26 Eylül 2011 Pazartesi

HALI DOKUYUCULARININ ÇALIŞMA ORTAMLARI



Bünyan'da halı dokuma işlemi için yapılmış özel atölyeler bulunmamaktadır. Dokuyucular halılarını ya kendi evlerinde ya da komşu evlerde dokurlar. Evin en uygun yerine, dokuyucunun en rahat çalışabileceği yere tezgâh kurulur. Halıda hata yapmamak ve hızlı dokuyabilmek için tezgâhın kurulacağı yerin bol ışık almasına dikkat edilir.

Hem geçmişte hem de günümüzde sosyalleşmenin en önemli aracı olarak halılar karşımıza çıkar. Muhafazakar bir yapıya sahip olan Bünyan'da kız çocuklarının çok fazla dışarı çıkarılmadıkları, sadece komşu evlere ve akraba ziyaretlerine izin verildiği görülmektedir. Kızlar ev işleriyle ilgilenmek, davara bakmak gibi gündelik uğraşların yanı sıra arkadaşlarıyla, sevdikleriyle de birarada olmak isterler. Genç kızlar; ev işleri, yörenin muhafazakâr tutumu veya başka sebeplerden dışarı çıkamadıkları için "halı dokumak" genç kızlar için evden, ev işlerinden iyi bir kaçış nedeni olur. Para kazandıkları için ailelerini de hoşnut eder; ama aynı zamanda yaşıtları ve sevdikleri insanlarla zaman geçirme olanağı buldukları için kendileri de mutlu olurlar.
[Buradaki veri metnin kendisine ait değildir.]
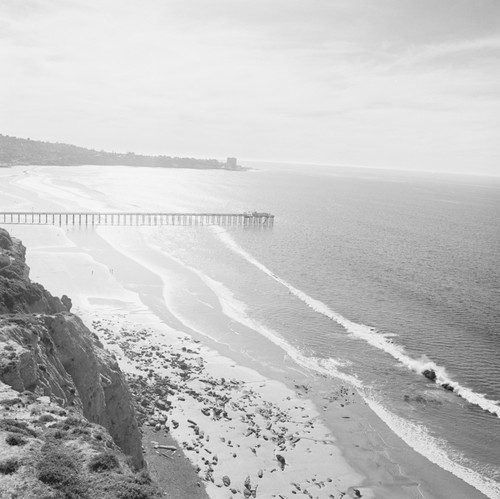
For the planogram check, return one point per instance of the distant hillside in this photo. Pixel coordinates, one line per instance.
(14, 151)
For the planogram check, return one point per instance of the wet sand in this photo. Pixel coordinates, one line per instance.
(246, 429)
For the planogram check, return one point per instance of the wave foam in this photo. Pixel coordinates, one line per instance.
(419, 439)
(237, 310)
(369, 334)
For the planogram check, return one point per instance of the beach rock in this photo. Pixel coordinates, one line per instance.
(281, 461)
(66, 301)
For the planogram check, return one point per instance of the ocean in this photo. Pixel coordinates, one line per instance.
(370, 276)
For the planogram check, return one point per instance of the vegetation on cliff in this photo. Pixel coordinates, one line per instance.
(67, 424)
(17, 151)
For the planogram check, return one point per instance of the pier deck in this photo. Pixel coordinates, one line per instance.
(93, 218)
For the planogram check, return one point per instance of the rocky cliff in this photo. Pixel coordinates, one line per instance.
(47, 353)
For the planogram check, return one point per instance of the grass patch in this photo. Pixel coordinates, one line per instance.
(14, 426)
(9, 466)
(105, 461)
(15, 439)
(46, 418)
(60, 469)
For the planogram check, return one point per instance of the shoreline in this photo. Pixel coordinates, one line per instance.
(368, 445)
(364, 440)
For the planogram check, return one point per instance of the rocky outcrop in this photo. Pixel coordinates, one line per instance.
(47, 351)
(17, 292)
(51, 452)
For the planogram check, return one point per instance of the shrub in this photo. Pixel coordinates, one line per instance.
(104, 461)
(15, 439)
(46, 418)
(9, 466)
(56, 466)
(14, 426)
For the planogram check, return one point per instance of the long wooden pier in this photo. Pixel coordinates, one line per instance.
(93, 218)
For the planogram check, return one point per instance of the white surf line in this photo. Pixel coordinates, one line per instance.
(237, 310)
(367, 333)
(418, 438)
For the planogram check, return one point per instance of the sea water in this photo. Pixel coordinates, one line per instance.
(367, 275)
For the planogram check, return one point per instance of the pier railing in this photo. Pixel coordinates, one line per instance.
(93, 218)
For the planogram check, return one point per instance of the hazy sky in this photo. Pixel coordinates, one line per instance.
(387, 83)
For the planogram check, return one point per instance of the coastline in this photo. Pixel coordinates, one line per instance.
(362, 444)
(81, 269)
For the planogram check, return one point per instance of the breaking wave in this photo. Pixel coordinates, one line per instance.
(370, 335)
(237, 310)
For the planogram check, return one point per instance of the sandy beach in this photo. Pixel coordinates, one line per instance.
(247, 430)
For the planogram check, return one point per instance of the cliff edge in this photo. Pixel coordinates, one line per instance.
(48, 356)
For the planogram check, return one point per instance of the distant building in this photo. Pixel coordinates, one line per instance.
(232, 164)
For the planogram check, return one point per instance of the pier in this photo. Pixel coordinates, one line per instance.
(136, 219)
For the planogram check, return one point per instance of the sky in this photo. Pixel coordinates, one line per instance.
(405, 84)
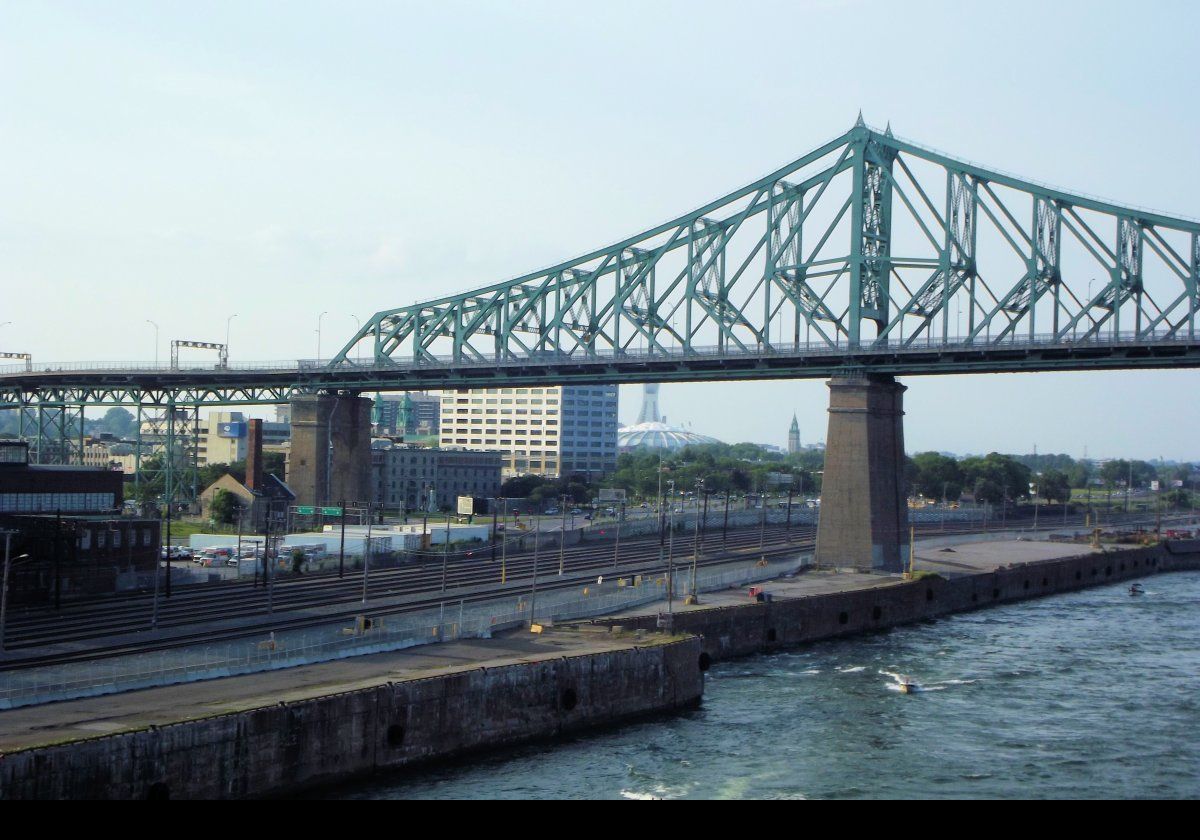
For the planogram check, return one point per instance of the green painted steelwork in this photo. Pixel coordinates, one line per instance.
(887, 265)
(869, 253)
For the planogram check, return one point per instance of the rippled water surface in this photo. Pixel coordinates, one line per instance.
(1095, 694)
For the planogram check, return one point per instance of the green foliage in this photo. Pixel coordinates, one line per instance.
(1179, 499)
(225, 508)
(1054, 485)
(936, 477)
(995, 478)
(1117, 473)
(736, 468)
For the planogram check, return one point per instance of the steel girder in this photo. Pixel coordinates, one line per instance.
(843, 249)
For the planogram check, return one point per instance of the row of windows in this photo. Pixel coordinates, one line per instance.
(102, 538)
(51, 503)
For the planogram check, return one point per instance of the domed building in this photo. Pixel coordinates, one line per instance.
(652, 431)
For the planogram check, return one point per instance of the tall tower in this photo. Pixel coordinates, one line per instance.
(649, 412)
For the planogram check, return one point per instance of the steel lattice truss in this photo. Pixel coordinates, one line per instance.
(869, 243)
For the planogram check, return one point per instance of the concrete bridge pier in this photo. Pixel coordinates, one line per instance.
(864, 505)
(330, 457)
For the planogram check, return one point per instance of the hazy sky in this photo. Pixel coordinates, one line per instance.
(183, 162)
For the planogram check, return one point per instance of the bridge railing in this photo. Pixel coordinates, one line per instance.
(841, 347)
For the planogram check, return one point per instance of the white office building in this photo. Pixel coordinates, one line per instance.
(551, 431)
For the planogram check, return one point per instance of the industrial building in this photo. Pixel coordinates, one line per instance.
(408, 415)
(261, 493)
(67, 521)
(418, 478)
(551, 431)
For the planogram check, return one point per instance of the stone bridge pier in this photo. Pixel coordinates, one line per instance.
(864, 504)
(330, 459)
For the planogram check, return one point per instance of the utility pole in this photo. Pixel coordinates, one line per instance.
(762, 528)
(616, 551)
(671, 555)
(725, 529)
(366, 559)
(504, 546)
(341, 549)
(695, 546)
(445, 555)
(787, 531)
(496, 522)
(4, 588)
(562, 538)
(533, 586)
(1128, 487)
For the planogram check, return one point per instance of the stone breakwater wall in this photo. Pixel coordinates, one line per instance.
(754, 628)
(286, 748)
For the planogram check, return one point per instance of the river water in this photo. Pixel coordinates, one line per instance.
(1093, 694)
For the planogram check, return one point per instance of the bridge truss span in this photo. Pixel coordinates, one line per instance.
(869, 243)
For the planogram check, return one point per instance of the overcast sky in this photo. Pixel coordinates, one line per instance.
(183, 162)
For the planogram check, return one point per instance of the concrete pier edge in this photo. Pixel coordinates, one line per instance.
(288, 748)
(743, 630)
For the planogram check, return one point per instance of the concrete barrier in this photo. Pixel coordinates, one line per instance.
(285, 748)
(760, 628)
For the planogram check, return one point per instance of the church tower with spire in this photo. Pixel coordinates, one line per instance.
(793, 437)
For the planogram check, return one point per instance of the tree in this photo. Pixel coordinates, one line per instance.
(996, 478)
(226, 507)
(936, 477)
(1055, 486)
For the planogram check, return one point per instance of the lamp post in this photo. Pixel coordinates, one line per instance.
(358, 349)
(695, 544)
(366, 559)
(504, 546)
(671, 552)
(533, 586)
(4, 591)
(319, 318)
(562, 539)
(155, 341)
(228, 322)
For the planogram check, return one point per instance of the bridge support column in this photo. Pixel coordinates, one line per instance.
(330, 457)
(864, 507)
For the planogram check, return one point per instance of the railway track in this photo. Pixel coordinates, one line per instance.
(34, 634)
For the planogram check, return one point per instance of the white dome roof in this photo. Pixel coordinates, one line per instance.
(659, 436)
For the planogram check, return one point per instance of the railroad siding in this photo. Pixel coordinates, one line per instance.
(286, 748)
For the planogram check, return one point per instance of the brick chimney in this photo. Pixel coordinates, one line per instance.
(255, 477)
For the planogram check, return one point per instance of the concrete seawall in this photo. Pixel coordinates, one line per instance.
(747, 629)
(288, 747)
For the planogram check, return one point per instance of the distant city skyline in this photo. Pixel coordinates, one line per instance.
(179, 174)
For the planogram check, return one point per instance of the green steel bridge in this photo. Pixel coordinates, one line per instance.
(871, 253)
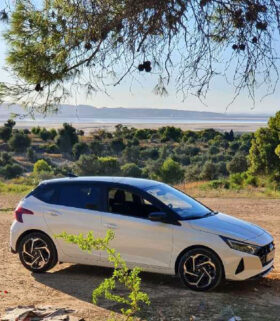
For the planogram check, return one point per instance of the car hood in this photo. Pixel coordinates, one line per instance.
(227, 225)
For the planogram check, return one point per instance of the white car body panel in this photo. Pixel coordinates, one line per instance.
(153, 246)
(141, 241)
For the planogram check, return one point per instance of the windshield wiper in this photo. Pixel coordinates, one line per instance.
(210, 213)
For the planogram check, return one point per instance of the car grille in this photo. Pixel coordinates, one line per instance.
(262, 253)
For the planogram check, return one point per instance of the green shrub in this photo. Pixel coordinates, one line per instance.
(79, 149)
(238, 164)
(66, 138)
(44, 134)
(88, 165)
(209, 171)
(131, 170)
(52, 149)
(19, 142)
(11, 171)
(171, 172)
(36, 130)
(5, 158)
(127, 278)
(30, 154)
(236, 180)
(5, 133)
(41, 166)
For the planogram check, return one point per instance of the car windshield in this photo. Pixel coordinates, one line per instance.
(185, 206)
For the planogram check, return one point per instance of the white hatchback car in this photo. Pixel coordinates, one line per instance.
(157, 228)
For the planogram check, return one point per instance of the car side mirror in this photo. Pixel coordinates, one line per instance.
(162, 217)
(157, 216)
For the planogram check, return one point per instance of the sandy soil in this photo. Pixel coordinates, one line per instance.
(89, 127)
(71, 285)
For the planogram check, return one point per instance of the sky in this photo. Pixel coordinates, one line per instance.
(141, 95)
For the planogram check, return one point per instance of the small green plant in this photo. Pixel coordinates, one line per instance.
(128, 278)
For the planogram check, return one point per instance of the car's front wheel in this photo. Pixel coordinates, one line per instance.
(37, 252)
(200, 269)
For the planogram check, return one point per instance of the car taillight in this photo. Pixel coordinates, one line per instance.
(20, 211)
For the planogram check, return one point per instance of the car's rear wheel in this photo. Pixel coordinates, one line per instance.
(200, 269)
(37, 252)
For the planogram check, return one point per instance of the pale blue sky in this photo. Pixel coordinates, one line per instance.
(141, 95)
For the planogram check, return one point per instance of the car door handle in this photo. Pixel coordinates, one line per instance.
(54, 213)
(111, 226)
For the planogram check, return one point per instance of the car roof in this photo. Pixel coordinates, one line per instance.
(131, 181)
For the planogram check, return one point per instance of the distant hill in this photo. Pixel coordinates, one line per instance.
(90, 113)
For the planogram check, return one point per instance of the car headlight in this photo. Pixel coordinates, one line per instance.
(241, 246)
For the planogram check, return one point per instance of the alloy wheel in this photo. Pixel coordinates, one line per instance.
(35, 253)
(199, 270)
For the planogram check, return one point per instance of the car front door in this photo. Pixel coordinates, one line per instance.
(140, 241)
(76, 210)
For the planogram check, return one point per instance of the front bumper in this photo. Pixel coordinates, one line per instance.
(243, 266)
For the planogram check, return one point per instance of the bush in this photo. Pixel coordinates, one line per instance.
(44, 134)
(19, 142)
(5, 133)
(209, 171)
(238, 164)
(52, 133)
(250, 180)
(30, 154)
(79, 149)
(128, 278)
(52, 149)
(213, 150)
(131, 170)
(66, 138)
(109, 166)
(171, 172)
(36, 130)
(5, 159)
(96, 147)
(236, 180)
(192, 173)
(41, 166)
(220, 183)
(11, 171)
(88, 165)
(117, 145)
(170, 133)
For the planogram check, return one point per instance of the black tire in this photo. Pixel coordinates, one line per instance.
(43, 252)
(201, 269)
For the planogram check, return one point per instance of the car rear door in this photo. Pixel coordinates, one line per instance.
(140, 241)
(76, 209)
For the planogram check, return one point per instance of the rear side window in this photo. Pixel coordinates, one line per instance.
(84, 196)
(47, 194)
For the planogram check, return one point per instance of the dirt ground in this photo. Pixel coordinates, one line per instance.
(71, 285)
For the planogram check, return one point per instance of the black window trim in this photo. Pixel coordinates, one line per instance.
(57, 185)
(135, 190)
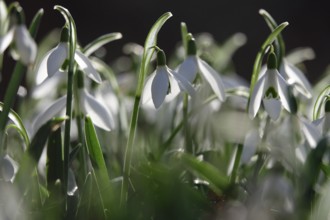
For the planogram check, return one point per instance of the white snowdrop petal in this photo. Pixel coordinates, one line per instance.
(159, 86)
(6, 40)
(298, 79)
(100, 115)
(251, 141)
(56, 58)
(311, 132)
(213, 78)
(272, 107)
(42, 70)
(282, 89)
(51, 111)
(256, 96)
(26, 46)
(146, 93)
(48, 86)
(183, 83)
(189, 68)
(86, 65)
(174, 89)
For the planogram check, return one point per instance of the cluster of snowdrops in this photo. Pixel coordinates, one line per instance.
(154, 137)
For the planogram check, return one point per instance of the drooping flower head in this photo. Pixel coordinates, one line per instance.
(53, 61)
(194, 64)
(270, 89)
(85, 102)
(164, 83)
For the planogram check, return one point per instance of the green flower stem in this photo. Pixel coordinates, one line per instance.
(188, 140)
(258, 61)
(237, 161)
(10, 96)
(147, 54)
(80, 127)
(17, 75)
(72, 48)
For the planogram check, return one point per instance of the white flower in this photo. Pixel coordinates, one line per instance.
(296, 78)
(272, 89)
(25, 45)
(164, 83)
(193, 65)
(99, 114)
(54, 59)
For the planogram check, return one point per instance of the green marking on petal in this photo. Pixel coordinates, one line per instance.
(271, 93)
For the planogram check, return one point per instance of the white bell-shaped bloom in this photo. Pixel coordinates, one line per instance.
(25, 45)
(296, 78)
(164, 83)
(100, 115)
(272, 90)
(53, 61)
(193, 65)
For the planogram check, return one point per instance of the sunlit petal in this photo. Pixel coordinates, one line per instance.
(55, 59)
(6, 40)
(86, 65)
(26, 46)
(297, 78)
(251, 141)
(282, 89)
(48, 86)
(256, 97)
(159, 86)
(183, 84)
(213, 78)
(174, 88)
(272, 107)
(311, 133)
(189, 68)
(51, 111)
(99, 114)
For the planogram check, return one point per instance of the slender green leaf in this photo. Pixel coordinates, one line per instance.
(320, 101)
(34, 26)
(54, 158)
(72, 49)
(217, 180)
(184, 33)
(14, 117)
(279, 42)
(99, 42)
(95, 151)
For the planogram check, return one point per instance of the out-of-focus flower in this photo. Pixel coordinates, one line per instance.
(193, 65)
(164, 83)
(19, 35)
(99, 114)
(272, 90)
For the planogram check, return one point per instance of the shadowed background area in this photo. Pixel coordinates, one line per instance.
(309, 24)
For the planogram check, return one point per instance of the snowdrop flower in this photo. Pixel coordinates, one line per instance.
(272, 90)
(100, 115)
(296, 78)
(20, 36)
(164, 83)
(55, 58)
(193, 65)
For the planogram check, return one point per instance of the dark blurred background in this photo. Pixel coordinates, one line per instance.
(309, 24)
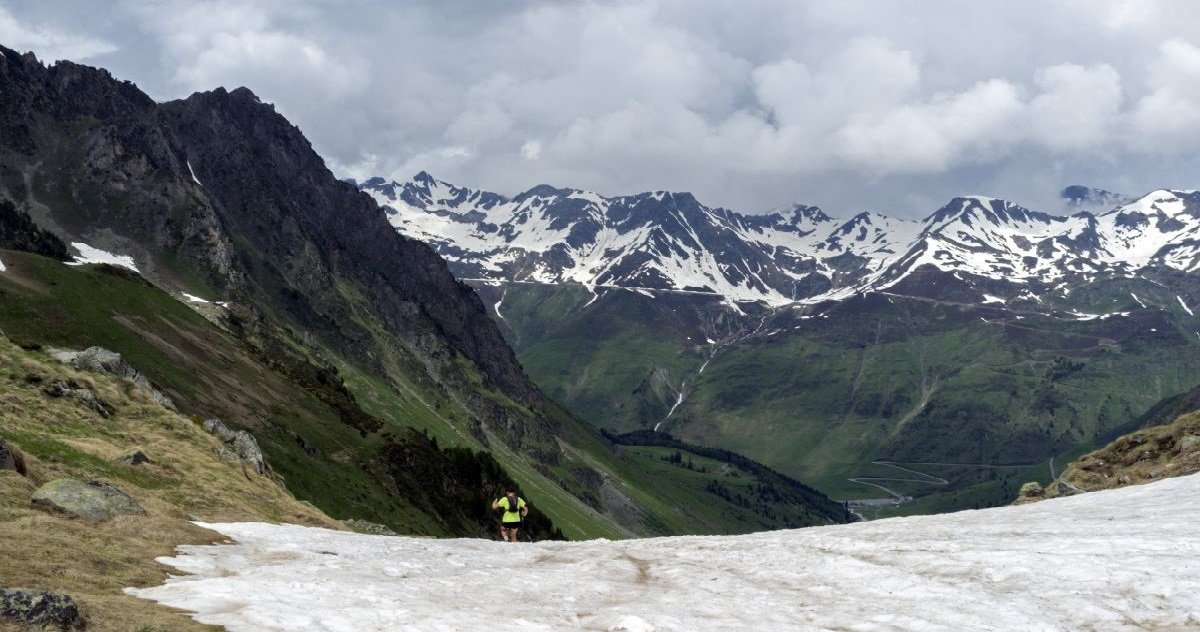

Bünyan'da yaşayan halkın muhafazakar olması sebebiyle yörede kız-erkek ilişkileri de pek hoş karşılanmaz ve aileler, kızlarının bu türden arkadaşlıklarına sıcak bakmaz. Kızlarının sadece evlenecekleri erkeklerle konuşmasını isteyen aileler bu yönde kızlarına büyük baskı uygular. Ancak kızlar da yaşları gereği erkeklerle görüşmeyi ve birlikte olacakları erkekleri seçmeyi isterler. Evlerinden


çıkıp da halı dokuyacakları yere giderken veya evlerine dönerken geçen süreç bunları yapabilmek ve dışarı çıkabilmek için uygun bir fırsattır.

Mani demeye geldim
Kaymak yemeye geldim
Maksadım kaymak değil
Yari görmeye geldim (Şahin 2007).

Halı dokuyucuları gençliklerinde bu fırsatları değerlendirdiklerini belirtmektedir. Ailesinin o dönemde kendisine büyük baskı yaptığını vurgulayarak sözlerine başlayan Ayşe Özkan (2007) bir anısını şöyle anlatıyor: "Kardeşim Fatma ile beraber Reyhanların evinde bir taban halısına başlamıştık. Reyhanların evi Pazarören öğretmen okulunun tam karşısındaydı. Ailelerimiz okulun yanından geçmemize izin vermezdi. Biz de öğretmen bir koca bulmak hevesiyle akşamları eve dönerken Fatma ile onlara yanaşarak kendimizi göstermeye çalışırdık. Benim beğendiğim biri vardı. Her akşam yurttaki odasının camından "ecü, becü" gibi garip kelime ve hareketlerle dikkatini çekmeye çalışırdım. Yanıma gelmesine fırsat vermeden de utanır kaçardım. Uzun süre bu böyle devam etti. Bir gün bana tuzak kurmuş ve nasıl olduğunu anlamadım, ayağım bir sopaya takıldı, düştüm. Çok utandım. Halıyı bitirene kadar eve dönerken bir daha okulun yanından geçmedim."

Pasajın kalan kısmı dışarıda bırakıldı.